Federal law enforcement kicked Russian state hackers off a botnet comprising at least hundreds of home office and small office routers that had been pulled together by a cybercriminal group and co-opted by the state-sponsored spies.
APT28, an high-profile advanced persistent threat group linked to Russia's GRU military intelligence group, used the network of Ubiquiti Edge OS routers to hide its activities as it ran its operations, which included spearphishing and similar attacks against U.S. and foreign governments and military as well as security and corporate organizations in espionage campaigns aimed at harvesting credentials, according to an announcement Thursday by the U.S. Department of Justice.
Federal authorities were not only able to toss APT28 - also known as Sofacy Group, Forest Blizzard, Pawn Storm, Fancy Bear, and Sednit - from the botnet, but also shut down access to the botnet by both the Russian gang and others that were using it.
Unlike similar operations run by the GRU and Russia's Federal Security Service, the Russian hackers didn't create the botnet themselves.
Instead, they leveraged the botnet by another known cybercriminal group that had installed the malware on the Ubiquiti routers that still were using publicly known default administrator passwords.
Using the Moobot malware, the GRU bad actors installed their own scripts and files, essentially repurposing the botnet and creating a global cyber-espionage platform.
According to the redacted search warrant, APT28 likely found the already compromised Ubiquiti routers it could use by running public internet scans using the specific version number of the OpenSSH-based malware already implanted in them.
Once found, the Russian hackers used the Moobot malware to access those routers.
The GRU spies used the routers to run their spearphishing campaigns, at times sending specifically crafted emails to Microsoft Outlook users and used a previously unknown zero-day vulnerability to transmit victims' login credentials back to the routers.

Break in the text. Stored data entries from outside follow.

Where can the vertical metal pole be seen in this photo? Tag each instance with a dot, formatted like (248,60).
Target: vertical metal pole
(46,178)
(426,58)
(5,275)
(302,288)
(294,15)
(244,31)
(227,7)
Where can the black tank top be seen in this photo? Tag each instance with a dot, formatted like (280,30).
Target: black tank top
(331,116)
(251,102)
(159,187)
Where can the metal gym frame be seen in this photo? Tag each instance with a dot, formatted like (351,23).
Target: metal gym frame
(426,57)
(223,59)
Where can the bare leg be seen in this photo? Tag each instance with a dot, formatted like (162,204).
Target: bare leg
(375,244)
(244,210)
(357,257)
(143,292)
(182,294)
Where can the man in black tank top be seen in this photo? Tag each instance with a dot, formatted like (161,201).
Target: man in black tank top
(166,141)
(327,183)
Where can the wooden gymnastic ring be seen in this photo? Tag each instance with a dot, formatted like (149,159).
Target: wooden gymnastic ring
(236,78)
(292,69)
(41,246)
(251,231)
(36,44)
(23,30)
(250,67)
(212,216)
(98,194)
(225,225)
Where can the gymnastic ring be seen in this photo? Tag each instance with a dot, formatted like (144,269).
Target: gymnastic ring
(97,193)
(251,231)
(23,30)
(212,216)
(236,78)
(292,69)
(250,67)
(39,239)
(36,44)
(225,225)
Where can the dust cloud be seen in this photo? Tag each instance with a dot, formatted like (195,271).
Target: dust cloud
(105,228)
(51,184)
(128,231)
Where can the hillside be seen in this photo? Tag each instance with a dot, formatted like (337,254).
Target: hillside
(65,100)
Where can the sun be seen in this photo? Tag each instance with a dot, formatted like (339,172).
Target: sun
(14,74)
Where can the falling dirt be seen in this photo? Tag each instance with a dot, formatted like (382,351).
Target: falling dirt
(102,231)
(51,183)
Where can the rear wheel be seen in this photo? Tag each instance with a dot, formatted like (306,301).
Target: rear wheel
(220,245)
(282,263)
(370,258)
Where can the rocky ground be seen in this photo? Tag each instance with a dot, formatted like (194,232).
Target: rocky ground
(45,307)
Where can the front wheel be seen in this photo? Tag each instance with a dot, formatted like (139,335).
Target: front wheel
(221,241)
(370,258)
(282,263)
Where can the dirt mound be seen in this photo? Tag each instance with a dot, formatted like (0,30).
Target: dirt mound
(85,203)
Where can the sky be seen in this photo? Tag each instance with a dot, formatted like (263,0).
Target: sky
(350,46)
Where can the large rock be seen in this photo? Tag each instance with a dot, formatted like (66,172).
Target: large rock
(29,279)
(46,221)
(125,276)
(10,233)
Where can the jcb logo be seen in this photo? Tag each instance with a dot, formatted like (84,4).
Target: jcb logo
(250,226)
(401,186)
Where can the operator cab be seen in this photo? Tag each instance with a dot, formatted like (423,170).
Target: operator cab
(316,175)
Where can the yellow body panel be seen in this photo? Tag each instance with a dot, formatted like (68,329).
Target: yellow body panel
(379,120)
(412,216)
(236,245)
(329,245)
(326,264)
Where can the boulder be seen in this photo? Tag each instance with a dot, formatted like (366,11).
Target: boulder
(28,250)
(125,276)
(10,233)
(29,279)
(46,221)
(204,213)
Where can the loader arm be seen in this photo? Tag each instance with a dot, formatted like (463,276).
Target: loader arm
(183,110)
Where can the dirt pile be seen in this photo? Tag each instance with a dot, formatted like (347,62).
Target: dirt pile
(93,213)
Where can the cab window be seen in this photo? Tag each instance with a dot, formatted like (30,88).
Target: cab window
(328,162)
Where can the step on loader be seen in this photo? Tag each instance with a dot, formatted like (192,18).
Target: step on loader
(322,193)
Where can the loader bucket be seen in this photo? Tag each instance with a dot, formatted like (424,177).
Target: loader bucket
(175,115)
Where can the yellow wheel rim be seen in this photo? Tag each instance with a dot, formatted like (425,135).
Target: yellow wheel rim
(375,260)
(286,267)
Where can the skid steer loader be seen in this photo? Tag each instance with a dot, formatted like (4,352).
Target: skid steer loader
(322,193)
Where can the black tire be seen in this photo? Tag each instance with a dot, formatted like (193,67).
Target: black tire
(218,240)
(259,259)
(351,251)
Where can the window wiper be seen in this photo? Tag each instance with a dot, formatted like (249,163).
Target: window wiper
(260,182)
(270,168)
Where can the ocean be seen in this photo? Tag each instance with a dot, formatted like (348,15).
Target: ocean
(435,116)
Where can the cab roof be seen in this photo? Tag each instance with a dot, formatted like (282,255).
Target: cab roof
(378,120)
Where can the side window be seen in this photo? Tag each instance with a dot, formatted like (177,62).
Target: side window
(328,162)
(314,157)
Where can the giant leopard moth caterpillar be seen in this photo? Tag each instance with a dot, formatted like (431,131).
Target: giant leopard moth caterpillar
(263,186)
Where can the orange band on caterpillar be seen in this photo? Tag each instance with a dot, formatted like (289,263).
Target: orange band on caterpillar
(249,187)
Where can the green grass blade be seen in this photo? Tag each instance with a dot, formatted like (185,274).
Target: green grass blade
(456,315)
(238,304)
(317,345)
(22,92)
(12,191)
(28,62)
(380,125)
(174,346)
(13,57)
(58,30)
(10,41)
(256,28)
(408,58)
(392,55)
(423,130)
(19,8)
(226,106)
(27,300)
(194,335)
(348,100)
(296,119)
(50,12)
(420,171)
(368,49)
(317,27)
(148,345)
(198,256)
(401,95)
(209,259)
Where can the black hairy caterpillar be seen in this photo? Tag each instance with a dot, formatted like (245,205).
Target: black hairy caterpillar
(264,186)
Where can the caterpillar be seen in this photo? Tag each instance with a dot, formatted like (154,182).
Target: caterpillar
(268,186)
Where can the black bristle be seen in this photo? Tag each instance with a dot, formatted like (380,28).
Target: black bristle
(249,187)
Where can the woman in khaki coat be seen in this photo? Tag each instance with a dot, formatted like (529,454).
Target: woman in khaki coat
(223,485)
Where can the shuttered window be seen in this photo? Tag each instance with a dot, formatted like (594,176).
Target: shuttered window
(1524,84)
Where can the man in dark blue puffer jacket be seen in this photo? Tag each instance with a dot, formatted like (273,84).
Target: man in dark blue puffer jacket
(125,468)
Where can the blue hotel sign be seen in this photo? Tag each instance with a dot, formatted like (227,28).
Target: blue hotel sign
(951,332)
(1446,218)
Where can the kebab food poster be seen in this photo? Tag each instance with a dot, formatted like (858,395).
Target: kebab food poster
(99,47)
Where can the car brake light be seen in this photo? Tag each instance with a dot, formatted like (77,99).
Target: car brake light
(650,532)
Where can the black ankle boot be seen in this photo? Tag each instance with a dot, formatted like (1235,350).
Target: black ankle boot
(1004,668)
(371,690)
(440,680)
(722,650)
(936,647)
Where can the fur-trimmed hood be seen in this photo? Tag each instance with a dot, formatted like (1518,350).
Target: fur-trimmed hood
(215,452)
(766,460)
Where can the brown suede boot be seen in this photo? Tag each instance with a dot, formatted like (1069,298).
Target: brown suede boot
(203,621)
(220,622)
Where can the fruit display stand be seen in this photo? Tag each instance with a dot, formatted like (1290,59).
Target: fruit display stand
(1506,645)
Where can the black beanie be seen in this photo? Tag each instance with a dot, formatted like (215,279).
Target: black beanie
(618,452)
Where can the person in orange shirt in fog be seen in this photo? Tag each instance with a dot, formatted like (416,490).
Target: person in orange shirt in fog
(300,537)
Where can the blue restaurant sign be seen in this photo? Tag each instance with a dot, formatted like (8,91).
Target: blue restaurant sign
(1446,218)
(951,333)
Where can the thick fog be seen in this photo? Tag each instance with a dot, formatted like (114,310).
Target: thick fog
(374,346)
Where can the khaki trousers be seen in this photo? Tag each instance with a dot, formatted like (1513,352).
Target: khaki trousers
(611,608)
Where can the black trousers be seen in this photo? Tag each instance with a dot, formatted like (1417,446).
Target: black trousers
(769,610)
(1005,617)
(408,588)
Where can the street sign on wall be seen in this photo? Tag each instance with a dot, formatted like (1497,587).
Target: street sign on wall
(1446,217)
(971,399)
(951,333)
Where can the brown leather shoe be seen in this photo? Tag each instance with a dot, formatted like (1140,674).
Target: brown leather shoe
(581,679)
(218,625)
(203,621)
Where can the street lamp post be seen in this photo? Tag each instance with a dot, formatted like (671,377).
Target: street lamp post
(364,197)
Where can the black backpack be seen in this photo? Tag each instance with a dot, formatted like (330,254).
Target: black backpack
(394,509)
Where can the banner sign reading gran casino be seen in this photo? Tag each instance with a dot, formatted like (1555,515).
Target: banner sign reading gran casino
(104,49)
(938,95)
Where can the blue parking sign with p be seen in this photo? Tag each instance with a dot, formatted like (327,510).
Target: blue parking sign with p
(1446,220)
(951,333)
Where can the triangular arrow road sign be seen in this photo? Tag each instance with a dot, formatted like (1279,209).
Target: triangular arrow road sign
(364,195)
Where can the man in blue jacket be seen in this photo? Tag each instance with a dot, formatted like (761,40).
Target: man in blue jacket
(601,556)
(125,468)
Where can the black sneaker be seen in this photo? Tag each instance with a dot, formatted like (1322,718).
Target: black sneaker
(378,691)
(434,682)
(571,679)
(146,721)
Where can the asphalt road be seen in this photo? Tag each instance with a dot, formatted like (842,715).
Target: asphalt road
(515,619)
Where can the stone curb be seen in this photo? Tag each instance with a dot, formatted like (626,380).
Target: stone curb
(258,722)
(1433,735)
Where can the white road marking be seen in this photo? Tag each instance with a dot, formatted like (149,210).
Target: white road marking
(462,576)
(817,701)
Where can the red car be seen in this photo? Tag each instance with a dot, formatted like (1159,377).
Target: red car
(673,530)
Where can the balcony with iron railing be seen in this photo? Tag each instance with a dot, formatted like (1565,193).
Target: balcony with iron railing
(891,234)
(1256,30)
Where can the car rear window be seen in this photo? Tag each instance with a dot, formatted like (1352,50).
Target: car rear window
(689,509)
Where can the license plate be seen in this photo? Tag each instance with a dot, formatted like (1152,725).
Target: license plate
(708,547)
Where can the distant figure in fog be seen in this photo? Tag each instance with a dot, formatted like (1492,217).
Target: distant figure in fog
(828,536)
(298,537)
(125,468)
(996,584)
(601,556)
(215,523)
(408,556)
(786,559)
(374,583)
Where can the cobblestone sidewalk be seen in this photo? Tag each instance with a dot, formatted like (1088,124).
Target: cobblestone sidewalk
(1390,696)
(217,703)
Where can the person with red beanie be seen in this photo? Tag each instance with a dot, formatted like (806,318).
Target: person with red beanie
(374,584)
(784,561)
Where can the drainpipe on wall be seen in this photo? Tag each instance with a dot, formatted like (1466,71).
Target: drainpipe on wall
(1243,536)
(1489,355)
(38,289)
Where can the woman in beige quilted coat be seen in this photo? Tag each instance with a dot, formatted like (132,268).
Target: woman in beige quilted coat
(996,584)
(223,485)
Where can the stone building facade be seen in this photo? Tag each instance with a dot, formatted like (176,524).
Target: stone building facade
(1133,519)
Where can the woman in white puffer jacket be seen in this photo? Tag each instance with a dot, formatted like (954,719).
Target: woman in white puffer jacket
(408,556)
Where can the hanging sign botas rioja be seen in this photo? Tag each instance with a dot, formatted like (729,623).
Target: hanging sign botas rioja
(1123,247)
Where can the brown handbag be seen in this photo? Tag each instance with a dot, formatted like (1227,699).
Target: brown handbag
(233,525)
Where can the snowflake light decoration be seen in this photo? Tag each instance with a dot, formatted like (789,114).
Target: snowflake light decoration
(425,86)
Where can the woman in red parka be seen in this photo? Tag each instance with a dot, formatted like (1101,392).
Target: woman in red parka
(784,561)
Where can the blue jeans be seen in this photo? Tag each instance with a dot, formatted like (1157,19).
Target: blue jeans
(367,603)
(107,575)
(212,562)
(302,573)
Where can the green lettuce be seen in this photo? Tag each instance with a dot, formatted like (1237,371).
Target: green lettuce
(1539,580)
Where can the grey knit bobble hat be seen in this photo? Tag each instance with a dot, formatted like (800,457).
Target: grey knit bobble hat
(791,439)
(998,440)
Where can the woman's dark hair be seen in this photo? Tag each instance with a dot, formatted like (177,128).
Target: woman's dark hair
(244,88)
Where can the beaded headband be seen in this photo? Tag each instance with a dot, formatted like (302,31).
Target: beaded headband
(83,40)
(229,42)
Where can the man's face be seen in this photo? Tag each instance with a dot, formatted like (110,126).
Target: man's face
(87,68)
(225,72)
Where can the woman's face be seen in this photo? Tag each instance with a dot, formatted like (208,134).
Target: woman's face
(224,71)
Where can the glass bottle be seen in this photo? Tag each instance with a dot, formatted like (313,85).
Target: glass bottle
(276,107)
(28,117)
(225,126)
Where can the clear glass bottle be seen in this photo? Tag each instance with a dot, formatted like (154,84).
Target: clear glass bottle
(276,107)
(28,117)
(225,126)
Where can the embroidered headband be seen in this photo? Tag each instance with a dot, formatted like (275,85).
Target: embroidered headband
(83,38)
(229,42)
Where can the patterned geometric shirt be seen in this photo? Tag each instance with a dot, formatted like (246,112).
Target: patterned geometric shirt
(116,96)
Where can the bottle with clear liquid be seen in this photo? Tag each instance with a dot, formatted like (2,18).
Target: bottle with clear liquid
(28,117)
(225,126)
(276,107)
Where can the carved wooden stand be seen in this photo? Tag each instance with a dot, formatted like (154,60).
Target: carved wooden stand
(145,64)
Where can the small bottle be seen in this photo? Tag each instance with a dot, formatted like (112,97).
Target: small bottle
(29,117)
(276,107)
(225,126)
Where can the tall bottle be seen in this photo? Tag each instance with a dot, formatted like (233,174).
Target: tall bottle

The devices also were used to house a fake Yahoo landing page used in other campaigns and to store the credentials that were stolen in the scam.
The DOJ and FBI themselves used the Moobot malware to copy and delete stolen and malicious data and files from the infected routers and modified the routers' firewall rules to block anyone from remotely managing the devices.
That said, the steps taken to disconnect the routers from the Moobot network are temporary.
Moobot, a variant of the notorious Mirai botnet malware, was detected in 2021 by researchers with Fortinet's ForiGuard Labs group and has been actively used since.
In September 2022, Palo Alto Networks' Unit 42 group said it found attackers targeting vulnerabilities in D-Link devices, and FortiGuard analysts in March 2023 reported on attacks targeting vulnerabilities in Cacti and Realtek software and spreading the Moobot and ShellBot malware.
More recently, Unit 42 researchers late last year issued a warning about APT28 targeting a vulnerability in Outlook, while a cybersecurity agency within the Ukrainian government said the Russian hackers were running phishing attacks against Ukrainian military personnel.
Last month federal authorities shut down a botnet run by the Chinse state-sponsored threat group Volt Typhoon, which had infected Cisco and NetGear home and small office routers with the KV Botnet malware to create a botnet consisting of hundreds of compromised devices.
Like APT28, Volt Typhoon used the botnet to conceal its identity while it ran cyberespionage campaigns against the United States.
In some instances, the APT group had hidden in networks for as long as five years.
The private sector also is seeing such groups in action.
In joint statement this week, Microsoft and OpenAI said they had disrupted the activities of five state-affiliated groups - including APT28 - that were trying to use OpenAI services in their operations for such tasks as querying open-source information, translating, finding coding errors, and running basic coding tasks.